Tourism. It’s a trillion-dollar industry that has a positive economic impact on countless businesses and their employees in destinations all over the country. Still, while travel may be good for businesses, it does invite an influx of tourists who elicit varying opinions from the people who call these places home. And Twitter happens to be full of these local perspectives. We wanted to know just what people in popular destinations were saying, so we examined a collection of #tourist tweets from locations across the U.S. and rated them based on the sentiment analysis feature of the AlchemyAPI. The results show positive or negative tourist-related tweets from each state. Check out the findings below.
When the summer days grow long and hot, tourists start making their way to the beautiful beaches up and down the Atlantic Coast, the Gulf of Mexico, and the sunny California Pacific. Lathered in SPF 50, these visitors come armed with bathing suits, beach chairs, and plenty of booze. From spring breakers to family vacationers, everyone goes to the beach to have a good time – perhaps to the chagrin of the people who actually live there. Coastal states may be known for their warm and sunny weather, but the same cannot be said about their attitudes toward tourists. Most beach states – such as Florida, South Carolina, and California – were critical of coastal crashing.
How do regional opinions stack up? The South and Northeast shared the most disdain, with a trending negative sentiment in both regions. The West ended up more or less neutral, while the Midwest managed an overwhelmingly positive sentiment score.
Some cities fall more on the “hate” end of the love-hate spectrum when it comes to tweeting about tourists. Arlington and New York City are the clear winners (or losers) here; Las Vegas, Boston, and New Orleans also featured negative sentiment scores.
Illinois must really love travelers. Not only does it rank as the most welcoming state, but it’s home to Chicago as well. If the hot dogs and pizza weren’t enough of a reason for you to plan a few days there, perhaps knowing you’ll be welcomed with open arms by the locals will help your decision. When international tourists visit the United States, the most popular destinations are New York, Florida, or California, with a combined total of 25.64 million visitors in 2014. Unfortunately for our overseas guests all three of these states made the least welcoming list.
Plenty of people take to Twitter to complain about tourists, but some bring it to a whole new level by adding a few choice curse words. Where in the country are you most likely to get told off in a tweet? Washington, D.C. tops the per capita list, helped in part by the high number of commuters flooding the city by day and leaving for their homes in Virginia and Maryland at night. Nevada and New York are also all too eager to let tourists know how they really feel by using plenty of colorful language.

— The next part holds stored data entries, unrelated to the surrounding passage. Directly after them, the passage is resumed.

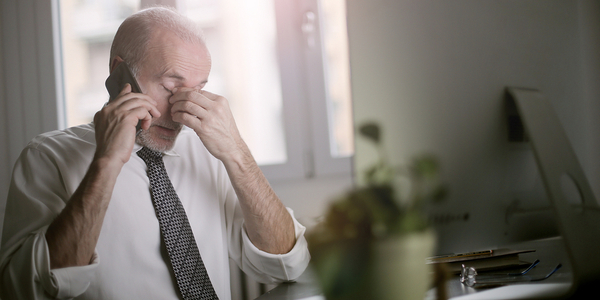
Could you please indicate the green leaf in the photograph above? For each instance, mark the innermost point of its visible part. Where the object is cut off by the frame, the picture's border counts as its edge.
(371, 131)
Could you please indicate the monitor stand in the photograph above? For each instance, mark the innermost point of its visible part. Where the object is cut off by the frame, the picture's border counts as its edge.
(570, 195)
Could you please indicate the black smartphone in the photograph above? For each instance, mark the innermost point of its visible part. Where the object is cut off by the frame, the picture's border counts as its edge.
(116, 81)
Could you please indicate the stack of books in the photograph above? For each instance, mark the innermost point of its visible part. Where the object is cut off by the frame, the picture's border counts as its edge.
(486, 260)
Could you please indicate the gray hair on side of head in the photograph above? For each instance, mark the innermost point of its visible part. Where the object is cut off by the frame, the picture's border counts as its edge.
(134, 34)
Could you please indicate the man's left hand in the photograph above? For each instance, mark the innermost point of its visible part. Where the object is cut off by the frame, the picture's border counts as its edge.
(210, 117)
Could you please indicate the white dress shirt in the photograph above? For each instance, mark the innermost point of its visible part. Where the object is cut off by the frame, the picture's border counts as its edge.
(130, 261)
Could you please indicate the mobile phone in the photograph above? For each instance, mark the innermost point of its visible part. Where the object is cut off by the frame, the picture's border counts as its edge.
(116, 81)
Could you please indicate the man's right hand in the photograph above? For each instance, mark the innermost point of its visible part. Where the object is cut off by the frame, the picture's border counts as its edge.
(116, 124)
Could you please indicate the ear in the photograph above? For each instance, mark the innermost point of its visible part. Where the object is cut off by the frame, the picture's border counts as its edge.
(115, 62)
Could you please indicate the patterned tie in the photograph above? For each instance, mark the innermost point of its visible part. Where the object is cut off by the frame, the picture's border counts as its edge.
(177, 234)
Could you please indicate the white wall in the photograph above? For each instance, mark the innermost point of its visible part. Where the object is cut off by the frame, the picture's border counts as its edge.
(433, 73)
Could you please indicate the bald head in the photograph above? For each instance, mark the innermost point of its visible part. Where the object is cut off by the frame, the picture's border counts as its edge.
(133, 38)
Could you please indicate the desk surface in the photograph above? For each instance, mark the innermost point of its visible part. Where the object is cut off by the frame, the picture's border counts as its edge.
(550, 252)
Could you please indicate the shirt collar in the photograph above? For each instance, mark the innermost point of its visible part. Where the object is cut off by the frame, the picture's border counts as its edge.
(137, 147)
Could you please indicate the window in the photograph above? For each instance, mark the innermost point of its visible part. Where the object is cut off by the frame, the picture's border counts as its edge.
(285, 73)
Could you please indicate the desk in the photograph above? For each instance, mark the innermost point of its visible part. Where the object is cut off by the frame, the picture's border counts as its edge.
(549, 251)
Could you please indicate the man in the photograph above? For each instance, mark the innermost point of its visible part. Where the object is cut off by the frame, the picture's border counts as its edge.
(84, 217)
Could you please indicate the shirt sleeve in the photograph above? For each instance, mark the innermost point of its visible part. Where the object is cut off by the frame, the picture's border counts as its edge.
(36, 196)
(281, 267)
(262, 266)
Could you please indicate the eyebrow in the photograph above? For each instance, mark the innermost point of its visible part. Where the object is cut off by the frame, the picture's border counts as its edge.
(177, 76)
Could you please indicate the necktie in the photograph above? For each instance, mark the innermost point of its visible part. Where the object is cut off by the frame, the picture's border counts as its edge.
(177, 234)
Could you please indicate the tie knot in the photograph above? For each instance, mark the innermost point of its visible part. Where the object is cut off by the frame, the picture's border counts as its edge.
(149, 155)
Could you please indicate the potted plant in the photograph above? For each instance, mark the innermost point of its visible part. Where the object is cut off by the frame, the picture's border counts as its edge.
(374, 239)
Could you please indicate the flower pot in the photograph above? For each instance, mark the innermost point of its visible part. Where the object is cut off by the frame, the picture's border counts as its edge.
(398, 266)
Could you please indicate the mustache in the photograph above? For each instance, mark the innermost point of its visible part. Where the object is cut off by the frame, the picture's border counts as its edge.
(168, 124)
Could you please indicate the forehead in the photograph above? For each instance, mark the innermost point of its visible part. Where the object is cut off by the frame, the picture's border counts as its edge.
(168, 55)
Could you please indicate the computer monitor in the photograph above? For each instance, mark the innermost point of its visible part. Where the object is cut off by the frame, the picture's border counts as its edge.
(434, 75)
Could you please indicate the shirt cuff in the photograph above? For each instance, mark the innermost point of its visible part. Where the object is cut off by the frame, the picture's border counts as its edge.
(288, 266)
(62, 283)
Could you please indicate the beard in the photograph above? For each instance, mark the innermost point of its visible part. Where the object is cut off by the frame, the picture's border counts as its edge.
(156, 141)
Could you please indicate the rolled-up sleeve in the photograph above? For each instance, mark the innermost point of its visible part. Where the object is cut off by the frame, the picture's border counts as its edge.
(36, 197)
(282, 267)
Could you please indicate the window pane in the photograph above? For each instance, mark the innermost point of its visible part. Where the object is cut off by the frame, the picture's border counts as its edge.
(337, 76)
(242, 38)
(87, 30)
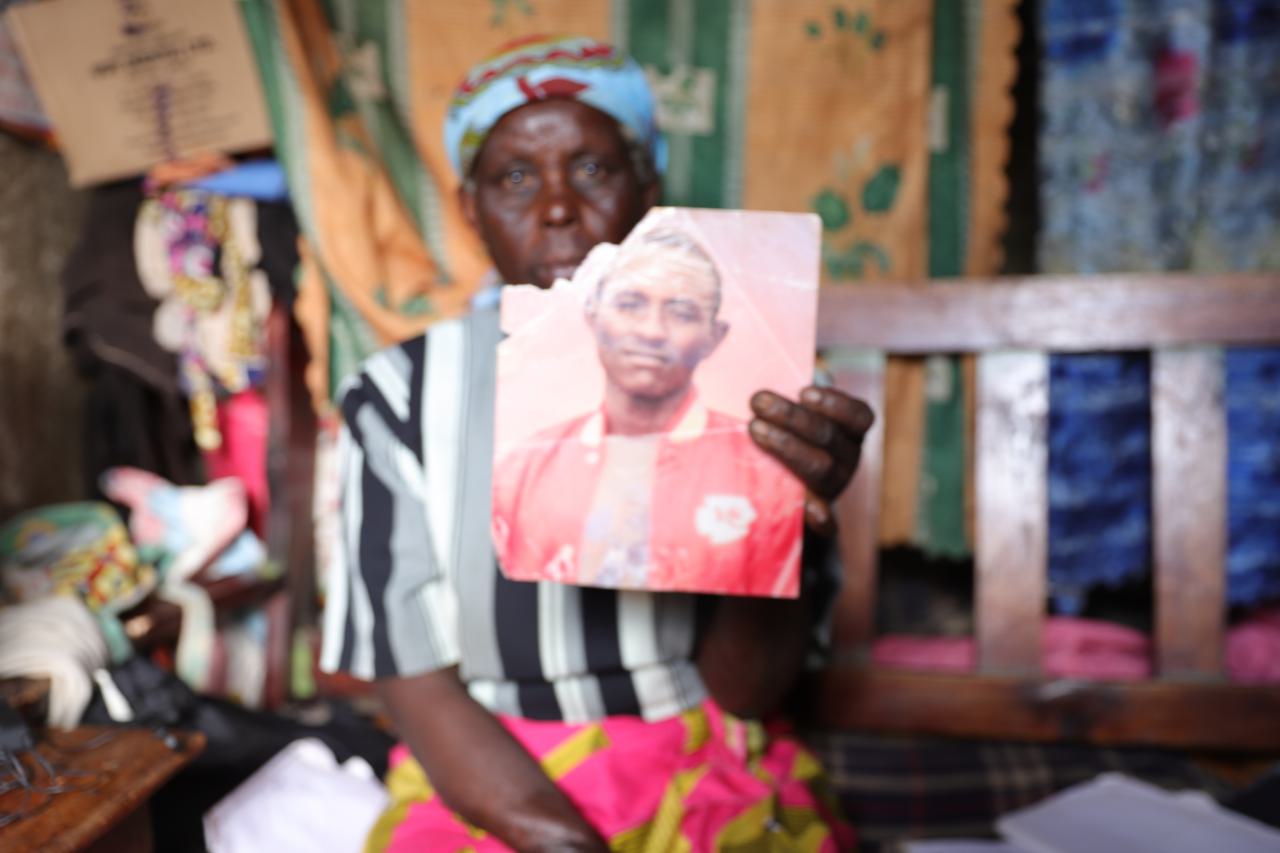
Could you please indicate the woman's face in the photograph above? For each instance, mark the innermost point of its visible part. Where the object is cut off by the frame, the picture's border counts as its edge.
(553, 179)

Tourism is so vital to certain places that their very existence depends upon it. Restaurants, bars, gift shops, transportation, and entertainment are just a few types of businesses that thrive when people visit (and spend money). Yet as much as these locations depend on tourists for a living, sometimes the influx is still too much. Residents of some states took to Twitter to express their frustrations. You’re most likely to be sent packing if you’re visiting somewhere along the East Coast; many of the top 10 states that tweeted terms such as “go home” and “leave” are located there. Travel is good for the soul. Whether or not you’re a seasoned tourist, sometimes it can be fun to loosen up a bit. Just remember that while you may be ready to party, the same won’t be true for everyone else in town. So give the locals a break from time to time. And if you’re a hometown hero and the visitors have you feeling down, maybe it’s time for you to take a vacation and become a tourist yourself.

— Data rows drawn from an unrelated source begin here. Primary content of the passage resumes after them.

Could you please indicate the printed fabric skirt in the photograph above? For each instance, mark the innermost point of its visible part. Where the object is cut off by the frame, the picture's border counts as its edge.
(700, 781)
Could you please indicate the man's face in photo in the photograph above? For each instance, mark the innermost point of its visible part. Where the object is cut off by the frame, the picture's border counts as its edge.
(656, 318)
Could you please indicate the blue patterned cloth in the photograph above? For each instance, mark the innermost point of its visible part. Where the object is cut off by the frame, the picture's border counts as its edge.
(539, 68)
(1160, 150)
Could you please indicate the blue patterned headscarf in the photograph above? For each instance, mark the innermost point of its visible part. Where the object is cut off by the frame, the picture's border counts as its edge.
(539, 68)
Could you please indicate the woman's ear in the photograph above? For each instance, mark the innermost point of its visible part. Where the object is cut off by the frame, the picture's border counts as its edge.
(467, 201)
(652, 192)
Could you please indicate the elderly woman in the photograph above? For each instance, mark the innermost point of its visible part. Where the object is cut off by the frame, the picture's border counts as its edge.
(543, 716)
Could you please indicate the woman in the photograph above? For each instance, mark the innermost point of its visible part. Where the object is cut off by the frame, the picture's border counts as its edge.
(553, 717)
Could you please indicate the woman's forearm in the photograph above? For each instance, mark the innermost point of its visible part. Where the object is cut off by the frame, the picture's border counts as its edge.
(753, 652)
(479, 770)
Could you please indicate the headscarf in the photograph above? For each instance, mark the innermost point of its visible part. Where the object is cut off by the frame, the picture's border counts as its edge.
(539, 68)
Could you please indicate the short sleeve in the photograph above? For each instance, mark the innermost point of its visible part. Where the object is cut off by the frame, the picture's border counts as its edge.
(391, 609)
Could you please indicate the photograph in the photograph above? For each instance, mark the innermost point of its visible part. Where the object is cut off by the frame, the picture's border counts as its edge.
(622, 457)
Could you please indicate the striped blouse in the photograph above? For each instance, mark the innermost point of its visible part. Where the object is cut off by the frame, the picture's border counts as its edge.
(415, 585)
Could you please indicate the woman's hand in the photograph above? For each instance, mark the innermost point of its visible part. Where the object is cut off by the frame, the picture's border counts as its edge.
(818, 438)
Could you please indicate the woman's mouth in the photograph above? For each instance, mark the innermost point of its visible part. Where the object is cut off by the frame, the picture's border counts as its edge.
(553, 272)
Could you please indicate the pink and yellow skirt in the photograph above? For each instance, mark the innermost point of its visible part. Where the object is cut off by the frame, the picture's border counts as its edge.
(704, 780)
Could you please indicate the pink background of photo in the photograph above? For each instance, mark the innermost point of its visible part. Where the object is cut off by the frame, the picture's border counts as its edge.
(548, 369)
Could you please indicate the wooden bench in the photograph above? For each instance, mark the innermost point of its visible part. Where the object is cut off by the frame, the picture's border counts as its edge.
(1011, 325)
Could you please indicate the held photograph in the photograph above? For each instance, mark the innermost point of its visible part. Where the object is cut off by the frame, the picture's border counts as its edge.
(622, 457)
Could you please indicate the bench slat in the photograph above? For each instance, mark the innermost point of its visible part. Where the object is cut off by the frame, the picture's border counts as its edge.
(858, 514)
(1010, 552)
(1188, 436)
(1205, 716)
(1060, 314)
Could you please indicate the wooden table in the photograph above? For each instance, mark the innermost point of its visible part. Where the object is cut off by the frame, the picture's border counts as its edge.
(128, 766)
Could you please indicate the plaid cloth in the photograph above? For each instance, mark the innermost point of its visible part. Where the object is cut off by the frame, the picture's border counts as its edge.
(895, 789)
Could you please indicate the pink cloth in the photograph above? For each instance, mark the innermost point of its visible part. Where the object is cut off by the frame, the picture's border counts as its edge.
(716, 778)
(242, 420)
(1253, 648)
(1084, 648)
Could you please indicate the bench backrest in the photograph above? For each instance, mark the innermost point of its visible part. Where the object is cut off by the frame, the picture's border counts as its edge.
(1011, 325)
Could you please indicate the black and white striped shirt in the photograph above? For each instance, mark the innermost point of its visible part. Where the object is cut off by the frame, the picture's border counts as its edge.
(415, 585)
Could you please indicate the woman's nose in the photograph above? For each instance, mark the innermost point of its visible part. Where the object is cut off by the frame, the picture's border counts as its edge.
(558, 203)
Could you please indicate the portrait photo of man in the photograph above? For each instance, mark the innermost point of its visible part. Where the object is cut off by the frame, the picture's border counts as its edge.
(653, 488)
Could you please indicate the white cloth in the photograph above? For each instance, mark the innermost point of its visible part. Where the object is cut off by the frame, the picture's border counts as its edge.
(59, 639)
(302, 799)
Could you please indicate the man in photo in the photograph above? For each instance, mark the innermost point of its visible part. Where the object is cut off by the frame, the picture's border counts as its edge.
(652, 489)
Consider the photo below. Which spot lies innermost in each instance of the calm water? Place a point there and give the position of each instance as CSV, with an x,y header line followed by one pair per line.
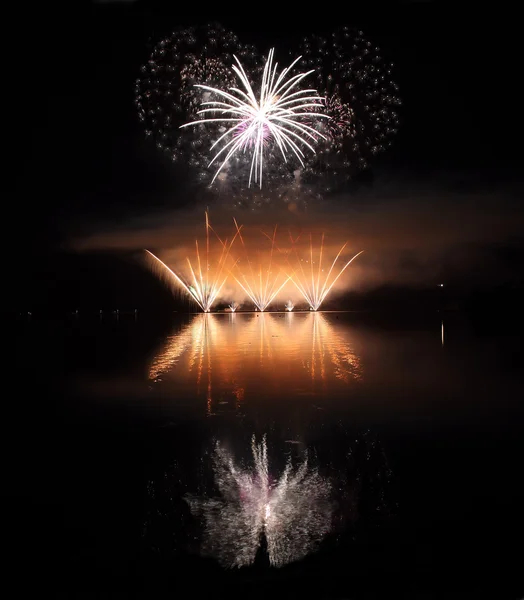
x,y
357,454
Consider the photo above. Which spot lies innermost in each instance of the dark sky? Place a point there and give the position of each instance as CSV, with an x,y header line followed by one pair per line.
x,y
81,157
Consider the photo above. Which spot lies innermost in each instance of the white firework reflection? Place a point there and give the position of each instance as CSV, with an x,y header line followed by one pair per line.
x,y
294,512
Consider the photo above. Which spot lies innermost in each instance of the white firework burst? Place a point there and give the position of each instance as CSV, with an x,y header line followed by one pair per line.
x,y
280,114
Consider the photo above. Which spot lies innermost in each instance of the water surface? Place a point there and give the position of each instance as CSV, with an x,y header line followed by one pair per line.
x,y
305,441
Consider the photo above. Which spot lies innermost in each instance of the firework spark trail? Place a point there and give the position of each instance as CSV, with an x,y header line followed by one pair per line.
x,y
261,294
200,289
316,292
278,114
294,514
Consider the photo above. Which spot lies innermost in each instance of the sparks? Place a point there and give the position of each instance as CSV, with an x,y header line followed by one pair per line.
x,y
293,512
202,286
312,284
278,114
261,288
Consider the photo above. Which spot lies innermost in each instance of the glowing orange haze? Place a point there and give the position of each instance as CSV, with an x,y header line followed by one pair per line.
x,y
260,268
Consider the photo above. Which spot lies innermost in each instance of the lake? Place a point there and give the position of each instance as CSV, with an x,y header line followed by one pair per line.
x,y
341,454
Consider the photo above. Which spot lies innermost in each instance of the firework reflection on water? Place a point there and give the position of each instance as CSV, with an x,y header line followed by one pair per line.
x,y
292,511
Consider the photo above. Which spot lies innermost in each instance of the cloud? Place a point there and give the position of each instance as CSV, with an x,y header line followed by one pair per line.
x,y
412,231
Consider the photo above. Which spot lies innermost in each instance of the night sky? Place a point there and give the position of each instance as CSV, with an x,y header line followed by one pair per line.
x,y
82,165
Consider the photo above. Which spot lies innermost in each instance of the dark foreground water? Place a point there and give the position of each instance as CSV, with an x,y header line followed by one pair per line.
x,y
330,455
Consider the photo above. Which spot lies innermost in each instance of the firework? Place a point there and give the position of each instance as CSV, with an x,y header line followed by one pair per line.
x,y
261,280
204,283
278,115
361,99
311,281
166,96
293,512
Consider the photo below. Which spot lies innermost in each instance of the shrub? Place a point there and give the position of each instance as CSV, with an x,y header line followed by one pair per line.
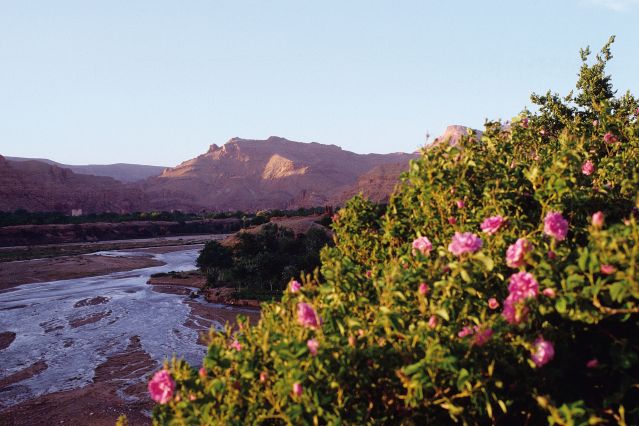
x,y
262,262
514,308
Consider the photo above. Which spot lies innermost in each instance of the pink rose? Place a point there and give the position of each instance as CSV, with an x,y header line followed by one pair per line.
x,y
609,138
482,336
523,285
543,352
295,286
597,219
306,316
555,226
432,321
312,345
466,331
161,387
352,341
423,289
422,245
492,224
464,243
588,168
516,253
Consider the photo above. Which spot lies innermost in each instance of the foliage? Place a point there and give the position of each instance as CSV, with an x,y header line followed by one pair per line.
x,y
263,262
412,336
23,217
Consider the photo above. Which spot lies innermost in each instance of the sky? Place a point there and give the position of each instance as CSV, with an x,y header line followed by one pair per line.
x,y
158,81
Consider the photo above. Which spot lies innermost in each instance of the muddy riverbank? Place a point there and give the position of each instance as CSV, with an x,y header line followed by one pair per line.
x,y
82,349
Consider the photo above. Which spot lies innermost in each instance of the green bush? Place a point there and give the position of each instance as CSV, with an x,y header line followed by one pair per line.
x,y
395,333
262,263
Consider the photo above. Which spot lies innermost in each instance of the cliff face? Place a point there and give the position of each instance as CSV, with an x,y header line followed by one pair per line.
x,y
242,174
259,174
37,186
122,172
376,185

We pulled 37,171 geotagged tweets from June 1, 2014 to July, 20 2015 containing the terms “tourist” and “tourists.” We also looked at 26 different cities that had at least 100 related tweets. We then examined all tweets containing those terms for each state as well, though we lowered the threshold to at least 30 related tweets as not every state had 100 tourist-related tweets. We ran the tweets through the AlchemyAPI sentiment analysis to determine how positive or negative each city’s and state’s tourist-related tweets were. We utilized 2013 population data to calculate the per capita rate for each state when comparing things such as vulgarity of tweets and tweets telling tourists to leave.